This invention relates to devices that may be used to implement a digital-information handling system that operates at gigabits per second rates (i.e., each bit occupies only a small fraction of a nanosecond) and, more particularly, to such devices that employ microwave phase logic (MPL) for this purpose.
Known approaches to binary encoding include (1) DC amplitude pulse (a binary "1" is represented by a first given voltage level and a a binary "0" is represented by a second given voltage level, which first and second given voltage levels may have either the same or different polarities depending on the standard logic family employed, one of the voltage levels may be zero); (2) RF pulse (a binary "1" is represented by an RF carrier modulated by a first given amplitude and a binary "0" is represented by an RF carrier modulated by a second given amplitude, wherein one of the two amplitudes may or may not be zero), and (3) biphase (both a binary "1", a binary "0" and a reference are all represented by the same RF carrier frequency of a certain amplitude with a specified one of the binary "1" and binary "0" being in-phase with the phase of the reference and the other of the binary "1" and binary "0" being 180.degree. out-of-phase with the phase of the reference).

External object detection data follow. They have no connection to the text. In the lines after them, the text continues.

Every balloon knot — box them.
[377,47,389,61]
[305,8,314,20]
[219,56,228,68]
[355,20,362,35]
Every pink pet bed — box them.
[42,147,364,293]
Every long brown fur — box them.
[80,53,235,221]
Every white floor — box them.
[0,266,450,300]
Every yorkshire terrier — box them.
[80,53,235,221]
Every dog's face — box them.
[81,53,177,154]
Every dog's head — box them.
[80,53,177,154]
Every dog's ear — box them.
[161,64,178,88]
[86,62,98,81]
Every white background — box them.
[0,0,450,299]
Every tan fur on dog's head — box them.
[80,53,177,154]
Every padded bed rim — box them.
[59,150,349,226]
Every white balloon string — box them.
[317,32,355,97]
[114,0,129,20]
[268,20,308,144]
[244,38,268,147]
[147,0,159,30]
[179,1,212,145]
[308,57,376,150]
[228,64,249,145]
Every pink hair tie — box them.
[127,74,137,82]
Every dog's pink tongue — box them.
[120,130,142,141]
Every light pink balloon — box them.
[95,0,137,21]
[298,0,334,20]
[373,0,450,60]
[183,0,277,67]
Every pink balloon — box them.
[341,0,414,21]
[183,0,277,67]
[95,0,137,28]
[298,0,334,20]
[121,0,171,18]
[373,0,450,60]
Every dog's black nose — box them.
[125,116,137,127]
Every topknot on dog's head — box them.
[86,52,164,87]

As is known, any of these three binary encoding approaches may be converted to one of the others. For instance, DC amplitude pulse encoding may be converted to RF pulse encoding by amplitude modulation and RF pulse encoding may be converted to DC amplitude pulse encoding by either envelope detection or heterodyning techniques. RF pulse encoding may be converted to biphase encoding by comparing it to an RF carrier which has the same frequency as it, is 180.degree. out-of-and has an amplitude in between the first and second given amplitudes of it. Similarly, biphase encoding may be converted to RF pulse encoding by combining it with an RF carrier which has the same frequency as it, is in-phase with the phase representing a binary "1", and has a specified given amplitude no greater than the amplitude of the biphase coded signal.
In a digital-information handling system employing either DC amplitude pulse and RF pulse binary encoding is non-continuous in that it involves a switching time between successive bits during which the binary state represented by them may be changed. Therefore, logic devices employing DC amplitude pulse and RF pulse binary encoding for a baseband digital-information handling system, starting at or near DC and extending to microwave with a multi-gigahertz bandwidth would be very difficult to design. However, a multi-gigahertz bandwidth would be a moderate percentage of a relatively high continuous microwave carrier frequency (e.g., 16 GHz) that employs biphase coding.

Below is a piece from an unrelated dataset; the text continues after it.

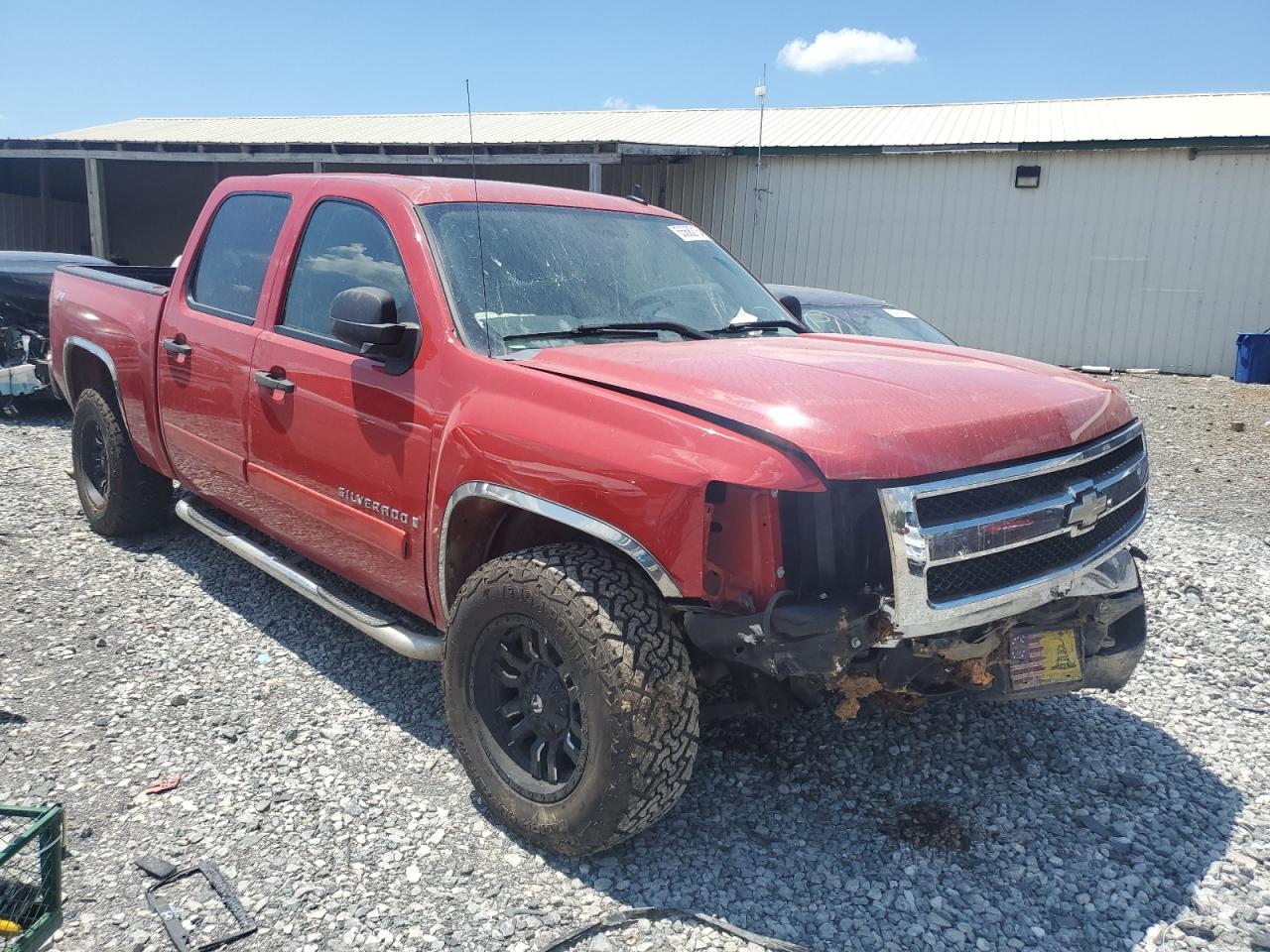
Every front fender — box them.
[430,364,822,598]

The general idea of certain types of logic devices that make use of Microwave Phase Logic.(MPL) and are capable of being implemented by means of devices responsive to biphase-coded signals applied thereto, have been known for many years. As is known, MPL devices makes use of the relationship of the respective phases of one or more biphase-coded input signals relative to the phase of a reference signal to determine the phase of one or more biphase-coded output signals relative to the phase of the reference signal. Included among known MPL devices are NOT gates, AND gates, OR gates, NAND gates, NOR gates, full adders, comparators, etc. In addition, because it is essential that the respective amplitudes of biphase-coded signals and reference signal have one or more certain specified levels, it is known to employ limiting amplifiers as MPL devices to achieve and maintain these specified levels.
However, prior to the present invention, none of these certain types of MPL devices could be implemented by means of cost-effective, minature-sized, multigate digital microwave-monolithic-integrated-circuit (MMIC) field-effect transistors (FET) that operate at gigabit/second speed. Further, the present invention makes it possible for the first time to implement several other types of MPL logic devices that incorporate doubly balanced mixers operating at gigabit/second speeds. Doubly balanced mixers suitable for operation at gigabit/second speeds, per se, are part of the prior art and are described in some detail on pages 269-288 of the book entitled "Microwave Mixers", Second Edition, by Stephen A. Maas, published in 1993 by Artech House, Inc. Although limiting amplifiers employed as MPL devices operating at gigabit/second speeds may be implemented by means other than doubly balanced mixers, doubly balanced mixers are to be preferred.